Moving Forward: Regardless of the injustice in this world that surrounds me today, I will focus on those things of eternal value.  Life may not seem fair, but He is! 

Tomorrow @ Proverbs 5-6

Judges 17-21 (NLT) 

Discover His heart: He is the Constant in our lives

For those who know me, it’s not a secret that I’m a coffee drinker – espresso, lattes, cappuccinos – so much so that I have my own espresso machine with all the little devices that go along with it that promise a good cup of coffee.  When I froth the milk, I use an instant-read thermometer because I like my milk at 170°; and just an additional note of information, the lower the milk fat content, the better the froth.  I don’t like giving the impression that I’m overly particular about my coffee…but I am.  Recently I noticed that my drinks were not as hot as I like them to be although the thermometer read the right temperature.  I knew it was time to calibrate my thermometer.

Using a small tool, I adjusted the thermometer to read 32° when inserted in a cup of ice and water because one of the constants in my life is the fact that water freezes at 32°.  Two plus two will always be four, 12 inches make up a foot, water at sea level boils at 212° – these are constants I can count on no matter what I’m facing in life.

Even though I would like to make $2 plus $2 equal $1,000, it just isn’t going to happen because we can’t change the constants to fit our desires or to match our lifestyles. We can run as far away from our constants as we possibly can, but whether we have lost sight of them or not, they are still constant, unchanging, and resolute.  These truths, however, did not keep Israel from trying to change God, the most irrefutable Constant in their lives.

@ Judges 17
“One day [Micah] said to his mother, ‘I heard you place a curse on the person who stole 1,100 pieces of silver from you. Well, I have the money. I was the one who took it.’ ‘The Lord bless you for admitting it,’ his mother replied. He returned the money to her, and she said, ‘I now dedicate these silver coins to the Lord. In honor of my son, I will have an image carved and an idol cast.’” (2-3)  I’m not sure what part of Exodus 20:4 –You must not make for yourself an idol of any kind – this mother did not understand, but she chose to disregard the irrefutable Sovereignty of God and make a more user-friendly version for herself.  Eventually, Israel was destroyed because it chose to follow this example by worshiping idols as well.  The constant of God’s Word is unchangeable. 

@ Judges 19-21
The dismal story of the Levite and his concubine is heart-wrenching, to say the least, and the list of characters in this story that lost sight of their constant is long.  From the selfish Levite to the perverted Benjamites and to the Israelite army, all were living for themselves and making judgments based on tribal loyalties rather than the constants of God’s Word.  Even after God gave the army victory over the Benjamite warriors, they sought their own means to provide wives for the few remaining men of Benjamin. Obviously, the Israelites needed some recalibrating to the Constant in their lives, but unfortunately, they had lost sight of Him.
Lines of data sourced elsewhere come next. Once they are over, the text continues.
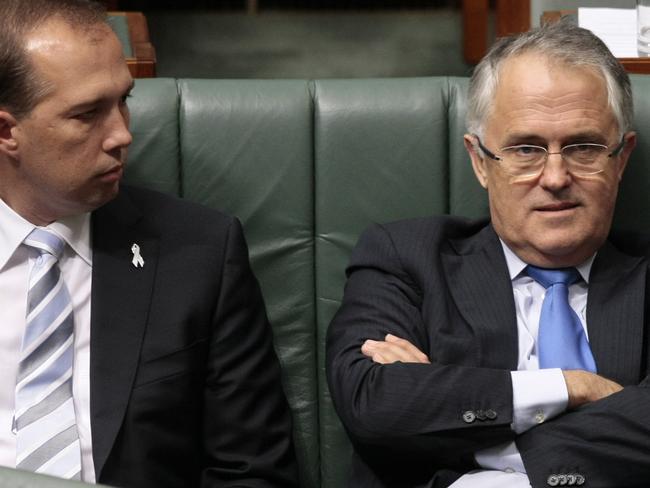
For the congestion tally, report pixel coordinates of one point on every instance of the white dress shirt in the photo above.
(76, 267)
(538, 394)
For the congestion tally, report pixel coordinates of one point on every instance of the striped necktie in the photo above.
(562, 342)
(44, 418)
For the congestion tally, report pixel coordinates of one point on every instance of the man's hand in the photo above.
(585, 387)
(393, 349)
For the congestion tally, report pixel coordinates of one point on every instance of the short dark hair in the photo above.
(563, 42)
(20, 87)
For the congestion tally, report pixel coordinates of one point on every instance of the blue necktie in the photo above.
(561, 340)
(44, 419)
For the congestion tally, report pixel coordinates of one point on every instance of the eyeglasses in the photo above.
(527, 161)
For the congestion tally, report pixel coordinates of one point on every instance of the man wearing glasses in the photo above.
(509, 353)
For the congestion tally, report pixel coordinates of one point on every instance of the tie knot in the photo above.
(45, 241)
(548, 277)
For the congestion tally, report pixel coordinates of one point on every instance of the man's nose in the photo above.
(119, 135)
(555, 174)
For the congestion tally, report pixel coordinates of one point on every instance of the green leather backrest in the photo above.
(306, 165)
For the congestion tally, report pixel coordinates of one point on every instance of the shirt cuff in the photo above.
(504, 457)
(537, 396)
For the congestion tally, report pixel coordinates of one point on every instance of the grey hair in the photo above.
(562, 42)
(20, 86)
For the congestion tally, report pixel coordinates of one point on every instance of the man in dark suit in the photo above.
(453, 360)
(142, 356)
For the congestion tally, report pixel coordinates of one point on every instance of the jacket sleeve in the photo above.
(605, 442)
(443, 412)
(247, 424)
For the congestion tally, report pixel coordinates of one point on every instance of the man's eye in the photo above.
(87, 115)
(527, 150)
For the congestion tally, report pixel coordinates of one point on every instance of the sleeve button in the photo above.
(469, 417)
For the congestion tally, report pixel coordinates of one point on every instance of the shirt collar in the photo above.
(75, 230)
(516, 266)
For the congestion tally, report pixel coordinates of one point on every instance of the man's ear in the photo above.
(478, 163)
(8, 143)
(629, 145)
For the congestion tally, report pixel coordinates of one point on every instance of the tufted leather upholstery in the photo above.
(306, 166)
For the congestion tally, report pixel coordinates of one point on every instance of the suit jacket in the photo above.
(443, 284)
(185, 384)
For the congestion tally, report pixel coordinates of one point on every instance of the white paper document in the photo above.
(615, 26)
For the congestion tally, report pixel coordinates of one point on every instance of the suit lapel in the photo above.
(615, 314)
(480, 285)
(121, 296)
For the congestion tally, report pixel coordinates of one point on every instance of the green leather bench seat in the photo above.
(307, 165)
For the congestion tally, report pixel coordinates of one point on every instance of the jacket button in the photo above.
(469, 417)
(553, 480)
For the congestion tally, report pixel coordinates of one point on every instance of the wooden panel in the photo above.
(143, 62)
(512, 16)
(475, 29)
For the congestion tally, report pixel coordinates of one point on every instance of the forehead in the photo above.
(537, 94)
(77, 63)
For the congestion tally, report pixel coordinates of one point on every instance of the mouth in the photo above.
(115, 173)
(557, 207)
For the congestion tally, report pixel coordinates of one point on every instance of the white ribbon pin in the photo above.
(137, 258)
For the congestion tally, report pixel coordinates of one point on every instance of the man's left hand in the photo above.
(393, 349)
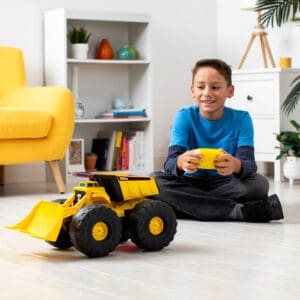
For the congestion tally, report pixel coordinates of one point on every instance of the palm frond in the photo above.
(277, 11)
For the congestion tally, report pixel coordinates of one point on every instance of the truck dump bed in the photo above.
(122, 187)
The last verse of the Book of Judges sums up the reason for all the sin, rash vows, civil war and bloodshed, “In those days Israel had no king; all the people did whatever seemed right in their own eyes.” (21:25)  The Israelites chose to reject the unchangeable King of all kings and all the constants He provided – constant love, constant guidance, constant provision and so much more – because they did not want to obey the constants of His commandments.   They chose poorly. 

Moving Forward:  I’m thankful today for all the constants of the Lord, including His commandments – “Your word is a lamp to guide my feet and a light for my path.”  His Word keeps me calibrated to my Constant!